With a population of 150 million and economic growth averaging 5.2 per cent annually, the region is conducive for business.

“With the region boasting of much greater political stability and peace in most of the member countries, the positive growth trajectory predicted over the medium term is an indicator that the EAC has a good chance of reaching a developmental tipping point, making it the most attractive investment destination on the African continent,” said Joshua Oigara, KCB Group CEO.

Companies operating regionally are already reaping the fruits of cross-border operations.

KCB, which is the region’s largest bank with an asset base of $5.7 billion, posted $190.3 million in full year profitability for the year ended March 2016. According to the bank’s financial report for the year, regional subsidiaries accounted for 18 per cent of the balance sheet with South Sudan contributing seven per cent, Uganda four per cent, Tanzania three per cent, Rwanda three per cent and Burundi one per cent.
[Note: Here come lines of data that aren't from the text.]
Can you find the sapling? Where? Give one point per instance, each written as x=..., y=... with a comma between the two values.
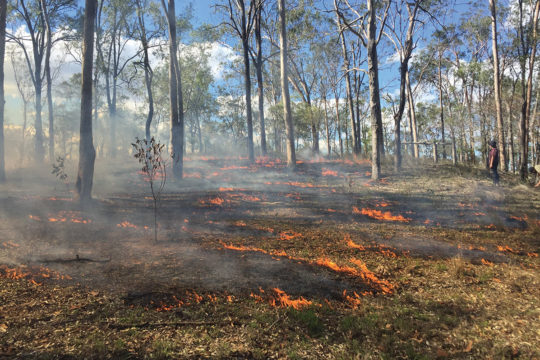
x=150, y=155
x=59, y=170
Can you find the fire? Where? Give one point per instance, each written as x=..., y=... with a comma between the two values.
x=285, y=301
x=487, y=262
x=352, y=244
x=506, y=248
x=233, y=167
x=379, y=215
x=214, y=201
x=32, y=274
x=328, y=172
x=10, y=244
x=127, y=224
x=289, y=235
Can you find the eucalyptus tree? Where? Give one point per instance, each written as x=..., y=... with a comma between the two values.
x=175, y=93
x=497, y=83
x=241, y=19
x=347, y=70
x=87, y=152
x=364, y=25
x=400, y=31
x=285, y=97
x=3, y=14
x=146, y=33
x=526, y=42
x=37, y=17
x=258, y=61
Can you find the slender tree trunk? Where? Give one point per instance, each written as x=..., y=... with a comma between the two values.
x=87, y=153
x=497, y=85
x=3, y=12
x=176, y=111
x=49, y=79
x=328, y=146
x=527, y=96
x=338, y=121
x=441, y=103
x=346, y=67
x=414, y=127
x=287, y=113
x=148, y=74
x=374, y=97
x=260, y=85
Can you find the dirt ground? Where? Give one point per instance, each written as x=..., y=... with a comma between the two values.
x=255, y=261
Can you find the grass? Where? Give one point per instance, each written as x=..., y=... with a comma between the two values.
x=441, y=307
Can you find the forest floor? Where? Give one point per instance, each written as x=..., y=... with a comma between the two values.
x=256, y=262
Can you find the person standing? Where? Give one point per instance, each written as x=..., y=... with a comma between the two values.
x=493, y=162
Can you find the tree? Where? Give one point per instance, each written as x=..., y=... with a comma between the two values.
x=285, y=97
x=175, y=94
x=3, y=13
x=496, y=84
x=37, y=16
x=241, y=22
x=527, y=42
x=87, y=153
x=370, y=38
x=404, y=47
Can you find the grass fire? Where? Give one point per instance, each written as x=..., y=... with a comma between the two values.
x=259, y=252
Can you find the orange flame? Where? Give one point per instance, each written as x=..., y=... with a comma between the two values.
x=352, y=244
x=379, y=215
x=289, y=235
x=487, y=262
x=328, y=172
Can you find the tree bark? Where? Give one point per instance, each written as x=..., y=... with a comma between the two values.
x=346, y=66
x=259, y=68
x=3, y=12
x=527, y=96
x=175, y=94
x=374, y=98
x=87, y=153
x=497, y=85
x=287, y=113
x=49, y=79
x=414, y=127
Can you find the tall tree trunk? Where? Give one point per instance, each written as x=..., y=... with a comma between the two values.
x=527, y=96
x=346, y=67
x=148, y=73
x=3, y=11
x=328, y=146
x=176, y=113
x=287, y=113
x=259, y=68
x=87, y=153
x=414, y=128
x=497, y=85
x=441, y=104
x=338, y=121
x=49, y=79
x=374, y=97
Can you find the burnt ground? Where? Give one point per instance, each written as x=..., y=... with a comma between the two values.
x=430, y=261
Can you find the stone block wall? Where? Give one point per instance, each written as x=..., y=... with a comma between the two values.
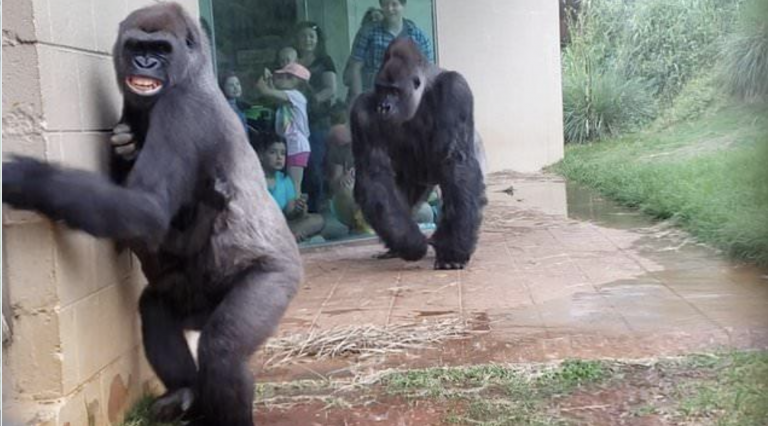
x=73, y=355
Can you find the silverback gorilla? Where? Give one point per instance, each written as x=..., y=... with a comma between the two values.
x=194, y=207
x=415, y=131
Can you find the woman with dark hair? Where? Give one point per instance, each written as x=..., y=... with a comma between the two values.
x=233, y=91
x=310, y=44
Equity Bank, which posted $237 million in profit for the full year ended December 2015, recorded an improved performance from its subsidiaries in Uganda, Tanzania, South Sudan, Rwanda and the Democratic Republic of Congo, which contributed 23 per cent of total assets, 23 per cent of total deposits, 17 per cent of the loan book and six per cent of the group’s profits.

“We want our subsidiaries to contribute at least 30 per cent of the assets and hopefully contribute 15 per cent of profits,” said Equity CEO James Mwangi during an investor briefing.

While Kenya banks are growing their regional operations, manufacturers, particularly cement makers, are having a difficult time. 

ARM has plunged into loss making because of increased competition from local manufacturers and new entrants like Dangote Cement, as well as an influx of imports.

The company, which posted a $28 million full year loss in 2015, is banking on a $140 million equity investment by UK development finance institution CDC to revive its fortunes.

“We chose CDC as an investor and partner to help us achieve a shared vision of creating the leading lowest-cost East African cement business,” said Pradeep Paunrana, managing director of ARM.

READ: Dangote’s low cement prices upset East African firms

Although multinationals are taking advantage of integration gains like free movement of labour, capital and goods, secure investment and security to expand, some challenges remain. These include the high costs of doing business, particularly with skewed infrastructure development, conflicting tax policies and labour laws that favour locals. Varied tax policies have remained a major concern, with businesses pushing for full harmonisation in line with the EAC Treaty and the Common Market Protocol.

So far, only Customs duties have been harmonised by setting a common external tariff.